Four Discus would be fine in 90 gal tank so long as you are willing to perform water changes that will be needed for their long term health. As mentioned,, the young discus need several small feedings per day to achieve proper growth. The Discus do most of their growing within the first year. Angelfish would not be a good fit with Discus for they are much more aggressive at feeding time and Discus could get short end of the stick in that regard. Unless the Discus you purchase are tank raised,They prefer somewhat soft and acidic water where Angel fish would prefer harder water.But many fish can adapt to varying Ph values IF the Ph remains stable. Cardinal and neons tetras would work as long as your water isn't too hard. Chocolate pleco or (Rhino Pleco) could also work they seldom exceed ten inches. Clown loaches would behave like a group of puppies and may make Discus nervous which= sick Discus due to their ability to stress over furniture that's re-arranged . As stated The water in Discus tank must be near pristine for their long term health. If you decide to go with Discus, I would be happy to advise on what to look for and what to avoid in selecting them. They are a beautiful fish but can test your dedication in order for them to thrive.


----------



## psilo357 (Apr 2, 2009)

I'm definitely interested in discus...and my current tank has great water, however, its ph is a little higher as the african cichlids enjoy that. The large pieces of limestone inside also help that.

I do have hard water where I live...all of our water comes out of an aquifer under southern Texas, which is a limestone aquifer, so it does make it hard, is there something that can easily 'soften' the water other than an entire RO system? Most RO I have seen are expensive.

I'm really wanting the discus, as they are very unique and very beautiful, but i can also be talked out of them. I just want a nice colorful assortment of different fish.

Also, the clown loaches MUST stay, as I have fallen for them, as cheesy as that is, they are fun to watch and very good looking fish IMO. Though I do have one that likes to play dead on me from time to time, which worries me, but as soon as i give the tank a little tap, he gets up to greet me...lol.

I like

clown loaches
colorful fish in general
catfish
a few larger fish
schooling fish

This will be a thread that will run for a while as this tank won't come until i finish some house remoddelling, i just want to have my plan completely ready whenever i do...

so...why is there so much freaking conflicting information on all these fish, its very aggrivating as someone somewhat new, but experienced enough to know the basics of fish keeping, for instance:

Walter's Discus Page - Compatible Tankmates

this page says clown loach is a fine and dandy tank mate for discus...

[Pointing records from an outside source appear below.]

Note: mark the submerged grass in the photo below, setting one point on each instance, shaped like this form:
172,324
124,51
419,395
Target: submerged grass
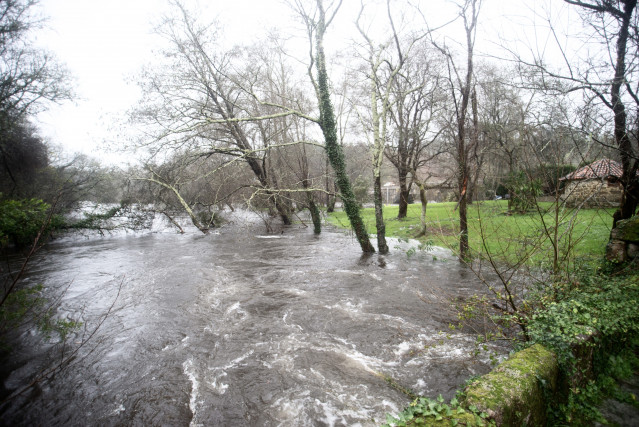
492,229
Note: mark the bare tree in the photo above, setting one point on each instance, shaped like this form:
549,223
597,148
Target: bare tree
415,141
463,93
316,25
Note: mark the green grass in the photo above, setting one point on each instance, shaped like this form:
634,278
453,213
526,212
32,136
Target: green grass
505,236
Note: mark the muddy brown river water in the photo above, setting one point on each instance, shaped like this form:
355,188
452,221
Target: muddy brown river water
241,328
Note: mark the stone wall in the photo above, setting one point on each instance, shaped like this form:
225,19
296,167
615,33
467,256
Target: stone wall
593,193
624,241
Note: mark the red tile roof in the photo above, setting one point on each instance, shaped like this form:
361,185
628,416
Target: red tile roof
603,168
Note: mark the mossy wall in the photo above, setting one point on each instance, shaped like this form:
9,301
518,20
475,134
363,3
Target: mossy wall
514,393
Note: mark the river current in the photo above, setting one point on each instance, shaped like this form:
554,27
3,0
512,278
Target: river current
240,327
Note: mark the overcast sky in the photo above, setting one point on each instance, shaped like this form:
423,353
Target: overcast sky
104,44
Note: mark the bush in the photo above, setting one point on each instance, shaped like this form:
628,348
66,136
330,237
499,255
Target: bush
21,220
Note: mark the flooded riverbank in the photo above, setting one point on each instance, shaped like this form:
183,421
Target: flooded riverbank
244,328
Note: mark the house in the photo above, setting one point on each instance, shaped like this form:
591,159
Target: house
594,185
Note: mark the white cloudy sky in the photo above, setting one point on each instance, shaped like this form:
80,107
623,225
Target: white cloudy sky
105,43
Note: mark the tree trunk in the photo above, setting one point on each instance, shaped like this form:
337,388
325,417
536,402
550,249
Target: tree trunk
403,195
382,247
316,217
630,195
333,149
422,198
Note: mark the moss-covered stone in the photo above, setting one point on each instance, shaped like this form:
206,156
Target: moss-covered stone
515,392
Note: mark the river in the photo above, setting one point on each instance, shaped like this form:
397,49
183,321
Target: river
240,327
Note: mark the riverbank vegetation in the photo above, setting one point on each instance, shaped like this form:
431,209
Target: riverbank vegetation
493,228
221,126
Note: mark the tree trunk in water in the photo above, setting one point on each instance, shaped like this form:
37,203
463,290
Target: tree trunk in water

anyways, the plan continues

now at:

4 discus
2 german blue ram (and maybe 2 golden)
3 clown loach
~10 schooling brigh colored fish
1 common pleco (for now, if he gets too big or aggresive, to the lfs with him)
1 red tail shark

Sound good? Maybe would a few cory cats be good here too to help cleanup, especially if i dump the pleco? I would love to trade out my common for one of those zebra plecos, they look amazing, but it seems some people try to charge hundreds for them, I would have to see if my LFS could get them, if not, anyone know a good online seller for < $50?

thanks


----------



## Byron (Mar 7, 2009)

Keeping discus healthy is dedicated work, much more than probably any other freshwater fish; so say all those who have had them. And they will not be healthy at a pH suitable for African rift lake cichlids. These fish are at opposite ends of the spectrum in terms of water conditions.

Discus need quitet surroundings. I do not believe clown loaches will provide that level of quiet. As 1077 said, this will result in stressed discus which will be sick and probably die. I checked out your link, but I do not agree with that person's view. Clown loaches ar shoaling fish as are corys and should be kept in groups. In a discus environment a group of clown loaches would be havoc in my opinion.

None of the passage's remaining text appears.